The survey data were collected using a survey form (see Appendix 1), hospital records, consultation and hospitalisation registers, and the operating theatre procedure register.
The degree of mandibular substance loss was classified according to the Cariou classification for mandibular substance loss and the Tessier classification for labial substance loss of congenital origin (7).
This was a retrospective, descriptive, analytical, single-center cross-sectional study, covering a period of 6 years from 1st March 2016 to 1st March 2022. Patients were selected based on their medical records indicating substance loss due to trauma, congenital conditions, or tumours. The survey form was completed using files of patients who were hospitalized and operated for malformation or acquired loss of substance of the oral-mandibular sphere.
All cases of oral-mandibular reconstruction were included, whatever the etiology, having been hospitalized in the department, and with a complete file. Patients with incomplete files and maxillary involvement were excluded. The studied variables were: (I) epidemiological aspect: hospital prevalence, sex, age, profession, etiologies; (II) clinical aspect: in particular the consultation time and the topography of the lesions, and morphological assessment (panoramic dental X-ray, CT of the facial area); (III) therapeutic aspect: treatment time, type of intervention, means of reconstruction, duration of hospitalization; the evolution and the operating cost. The functional and aesthetic results include the quality of oral nutrition, speech, mouth opening (normal >3 cm), aesthetic result, and the symmetry of the contours.

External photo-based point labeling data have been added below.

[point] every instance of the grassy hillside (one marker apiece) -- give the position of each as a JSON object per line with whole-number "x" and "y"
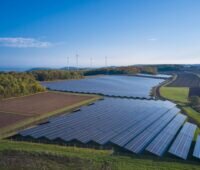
{"x": 178, "y": 94}
{"x": 22, "y": 155}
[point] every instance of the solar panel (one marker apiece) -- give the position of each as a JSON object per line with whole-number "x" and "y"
{"x": 138, "y": 144}
{"x": 183, "y": 141}
{"x": 196, "y": 152}
{"x": 160, "y": 144}
{"x": 112, "y": 120}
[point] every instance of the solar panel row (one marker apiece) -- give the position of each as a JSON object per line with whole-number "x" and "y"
{"x": 131, "y": 124}
{"x": 109, "y": 85}
{"x": 162, "y": 141}
{"x": 183, "y": 141}
{"x": 196, "y": 152}
{"x": 138, "y": 144}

The losses of substances from the mandible were classified according to the Cariou classification (7):
- Type Aa: involves the symphyseal region;
- Type Ab: involves the entire anterior mandibular arch, from angle to angle;
- Type La: the horizontal ramus;
- Type Lb: the horizontal and ascending ramus;
- Type T: extends over one half of the mandible.
Statistical analysis
These data were reported in a Microsoft Office 2016 Excel file. The statistical analysis was carried out using IBM’s SPSS® statistic 20 software. Continuous data are presented as mean ± standard deviation. Categorical data are presented as percentages. The chi-squared bilateral test with the Monte Carlo method for theoretical numbers less than 5 was used to compare the proportions. The Kruskal-Wallis test was used to study the relationship between qualitative and quantitative variables. The difference was statistically significant when P<0.05.
Ethical considerations
The study was conducted in accordance with the Declaration of Helsinki (as revised in 2013). The study was approved by the Ethics Committee of the Owendo University Hospital Center (No. 0074[2023], data 2023.4.10), informed consent of this retrospective analysis was waived.
Results
Epidemiological aspects
Over the study period, 27 cases met the inclusion criteria, out of a total of 1,075 patients admitted to the department, i.e., an annual average of 4.5 cases and a prevalence of 2.51% (Figure 1). In our series, 18 patients (66.7%) were male, and 9 patients (33.3%) were female, and the gender ratio was 2:1. The average age of our patients was 29±17.34 years and ranged from 0 to 67 years. Most patients were aged between 20 and 30 years old and accounted for 1/3 of the total. All socio-professional strata were represented. The group of pupils and students constituted the largest proportion, with a frequency of 40.7% (11/27), followed by the group of housewives and unemployed with 29.6% (8/27) (Table 1). They were largely dominated by tumor excision surgery (n=19, 70.4%), followed very far by traumatic causes which represented 18.5% (5/27), and malformative causes 11.1% (3/27).
Table 1
Profession | Type of substance loss | Type of equipment | |||||||||||||
---|---|---|---|---|---|---|---|---|---|---|---|---|---|---|---|
Aa | Ab | La | Lb | T | Total | Costal graft | Iliac graft | TOLV | Krenkel splint | Pedicled flap | Non-pedicled flap | Total | Percentage | ||
Students | 3 | 1 | 1 | 5 | 2 | 1 | 5 | 3 | 11 | 40.7 | |||||
Housekeeper and unemployed | 2 | 2 | 1 | 1 | 6 | 5 | 2 | 1 | 8 | 29.6 | |||||
Employees | 1 | 1 | 1 | 3 | 1 | 2 | 1 | 4 | 14.8 | ||||||
Retired | 1 | 1 | 2 | 1 | 1 | 2 | 7.4 | ||||||||
Manuel workers | 1 | 1 | 2 | 1 | 1 | 2 | 7.4 | ||||||||
Total | 5 (18.5%) | 2 (7.4%) | 4 (14.8%) | 3 (11.1%) | 4 (14.8%) | 18 | 8 (29.6%) | 2 (7.4%) | 1 (3.7%) | 7 (25.9%) | 7 (25.9%) | 2 (7.4%) | 27 | 100 |
TOLV, microvascular free bone transfer.
Diagnostic aspects
In this study, 18 (67%) patients had mandibular involvement, 7 (26%) had lip involvement, 1 (4%) patient had involvement of the floor of the mouth, as well as the associated mandible, lips and floor. Twelve patients performed a dental panoramic, or 44.4% (12/27) of cases, 5 patients performed a CT scan of the facial area, or 18.5% (5/27) of cases, 18.5% (5/27) also performed a CT scan and a dental panoramic at the same time. Four patients did not perform imaging.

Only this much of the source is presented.